RDS Manager: Creating a Data Product
Data products are composed of a data source and its associated metadata, which includes the variables, variable groups, and classifications that are used in the data. To create a new data product a manager will start by connecting to a data source, which will provide RDS with basic information about the variables that are in the data source. After the connection is defined and established, more in depth metadata can be added around the data product as a whole or its specific variables and classifications.
Specifying the Data Source
Data lives in various data formats. It could be in an open ASCII format like CSV, a proprietary file like SAS, or something more dynamic like a SQL table. When managers navigate to the Data Product creation page they will be presented with a variety of data sources to choose from. Here the sources will be differentied as database or file based sources.
The important thing to understand is that RDS needs to have access to a data source that is SQL-like, meaning that it can be queried, filtered, subset, on the fly. There are two ways to accomplish this, clients can manage their own data bases or they can import files into RDS which will create the database tables for them.
Client Managed Database
The client organization can manage their database tables themselves after which they would link to them in RDS. This provides several advantages. Specifically, this allows the data base administrator to index and optimize the tables as they see fit. They could use tables to store the original data and build views on top of them that expose commonly used computed variables, exposing the views through RDS. This approach is the recommended approach due to the fact that it gives the client organization more control over the data.
To connect to a database clients manage, the manager can select the appropriate data source. Each will have its own configuration fields, below is an example of a SQL data source.
SQL Properties
JDBC Connection String - RDS connects to SQL databases through the use of the Java Database Connectivity (JDBC) API. The connection string specifies the host, port, and schema / database to use. Each database engine has a slightly different connection string. If you do not know the JDBC connection string you can contact your DBA an dthey should be able to provide one for you.

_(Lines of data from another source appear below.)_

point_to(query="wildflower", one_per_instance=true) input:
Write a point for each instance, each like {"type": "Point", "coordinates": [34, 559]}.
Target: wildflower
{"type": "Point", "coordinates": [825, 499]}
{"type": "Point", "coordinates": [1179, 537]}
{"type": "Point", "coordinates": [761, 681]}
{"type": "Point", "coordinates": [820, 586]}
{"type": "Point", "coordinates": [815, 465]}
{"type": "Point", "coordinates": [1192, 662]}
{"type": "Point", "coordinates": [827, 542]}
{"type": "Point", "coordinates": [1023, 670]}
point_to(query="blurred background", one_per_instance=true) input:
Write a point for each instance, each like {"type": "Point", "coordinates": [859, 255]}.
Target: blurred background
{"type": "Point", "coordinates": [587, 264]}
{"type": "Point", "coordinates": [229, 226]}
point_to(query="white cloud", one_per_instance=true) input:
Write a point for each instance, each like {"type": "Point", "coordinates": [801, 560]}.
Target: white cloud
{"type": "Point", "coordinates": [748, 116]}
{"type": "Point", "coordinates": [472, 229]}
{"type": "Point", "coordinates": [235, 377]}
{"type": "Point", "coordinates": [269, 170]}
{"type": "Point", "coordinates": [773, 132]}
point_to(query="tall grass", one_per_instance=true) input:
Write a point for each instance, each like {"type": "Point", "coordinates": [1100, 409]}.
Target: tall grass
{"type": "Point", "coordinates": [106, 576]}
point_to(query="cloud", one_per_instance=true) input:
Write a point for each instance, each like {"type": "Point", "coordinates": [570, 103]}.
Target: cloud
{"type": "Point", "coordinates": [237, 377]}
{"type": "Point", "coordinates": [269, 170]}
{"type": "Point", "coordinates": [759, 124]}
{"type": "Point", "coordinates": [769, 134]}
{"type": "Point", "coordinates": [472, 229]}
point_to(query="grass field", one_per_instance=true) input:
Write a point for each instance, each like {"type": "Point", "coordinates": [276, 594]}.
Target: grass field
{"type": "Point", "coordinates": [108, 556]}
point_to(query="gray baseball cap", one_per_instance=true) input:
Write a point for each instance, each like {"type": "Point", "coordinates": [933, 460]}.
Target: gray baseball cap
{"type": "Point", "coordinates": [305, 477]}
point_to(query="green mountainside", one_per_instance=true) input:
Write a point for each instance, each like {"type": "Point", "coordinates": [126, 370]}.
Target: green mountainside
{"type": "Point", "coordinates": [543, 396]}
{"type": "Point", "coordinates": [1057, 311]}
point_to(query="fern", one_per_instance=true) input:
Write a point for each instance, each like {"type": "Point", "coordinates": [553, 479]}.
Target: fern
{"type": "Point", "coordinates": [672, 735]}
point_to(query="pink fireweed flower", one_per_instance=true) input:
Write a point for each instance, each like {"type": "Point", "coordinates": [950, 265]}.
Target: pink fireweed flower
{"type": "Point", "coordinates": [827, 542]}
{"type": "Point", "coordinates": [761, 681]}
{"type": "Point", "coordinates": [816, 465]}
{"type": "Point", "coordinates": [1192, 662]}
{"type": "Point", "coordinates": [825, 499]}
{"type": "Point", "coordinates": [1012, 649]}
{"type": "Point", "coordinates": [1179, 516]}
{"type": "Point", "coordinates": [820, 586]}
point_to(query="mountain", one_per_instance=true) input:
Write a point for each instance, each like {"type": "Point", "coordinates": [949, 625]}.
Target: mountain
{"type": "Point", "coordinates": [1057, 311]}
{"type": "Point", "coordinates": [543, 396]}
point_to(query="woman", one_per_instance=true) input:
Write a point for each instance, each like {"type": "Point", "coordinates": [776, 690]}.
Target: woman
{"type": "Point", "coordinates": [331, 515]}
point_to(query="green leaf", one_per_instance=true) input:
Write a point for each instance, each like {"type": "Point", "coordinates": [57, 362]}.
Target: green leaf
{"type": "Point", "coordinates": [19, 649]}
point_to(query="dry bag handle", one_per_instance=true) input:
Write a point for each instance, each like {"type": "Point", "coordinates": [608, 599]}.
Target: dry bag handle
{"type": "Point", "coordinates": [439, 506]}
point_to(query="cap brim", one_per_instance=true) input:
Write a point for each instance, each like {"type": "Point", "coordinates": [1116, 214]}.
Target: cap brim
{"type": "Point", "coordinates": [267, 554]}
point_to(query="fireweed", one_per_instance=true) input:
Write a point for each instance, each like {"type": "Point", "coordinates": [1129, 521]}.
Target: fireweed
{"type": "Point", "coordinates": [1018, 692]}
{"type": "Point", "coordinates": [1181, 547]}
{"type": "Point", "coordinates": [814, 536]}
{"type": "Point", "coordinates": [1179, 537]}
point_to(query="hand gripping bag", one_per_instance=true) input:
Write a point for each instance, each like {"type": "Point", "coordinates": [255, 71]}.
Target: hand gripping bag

Table Name -The name of the databse table to use in this data product.
User - The database user name to use. This should typically be an account that is set up for read only access to the database.
Password - The database user password.
Data Product Properties
Below the source configuration is an area where the Data Product properties can be configured. This includes the Catalog that the Data Product should be added to, the ID of the Data Product, and its name.
Once all these field are filled out, the “CREATE” button can be used to start a process that will create the Data Product.
Generated Database
If clients do not feel comfortable managing databases themselves, or would like to use RDS as a way to import everything into database tables as a starting point, data files can be provided to RDS which will use the file generate a database table and insert the data from the file into it. After selecting the format of the file they have, managers will be presented with a choice to generate the scripts to manually create the database themselves or to have RDS creat the table and import the data for them.
Note that currently the script generation is currently not supporte but is on the roadmap for introduction in the future.
After choosing to import the file into the database the manager will be presented with a page where they can provide the file and configure the database the database connection to import the file into.
File Upload
Managers can use the file upload field in the top right of the page to select the data file to upload, it must be the correct type of file based on what format they specified.
Target Database
Managers have the option to specify a database to import the data file into. If they have a database they can point to the database using the JDBC Connection String, User, and Password fields (the table name is optional, if none is provided one will be generated). If managers do not know or have a database to import the file into, they can select the “Embedded Database” option in the drop down.
Data Product Properties
Below the source configuration is an area where the Data Product properties can be configured. This includes the Catalog that the Data Product should be added to, the ID of the Data Product, and its name.
Once all these field are filled out, the “CREATE” button can be used to start a process that will create the Data Product.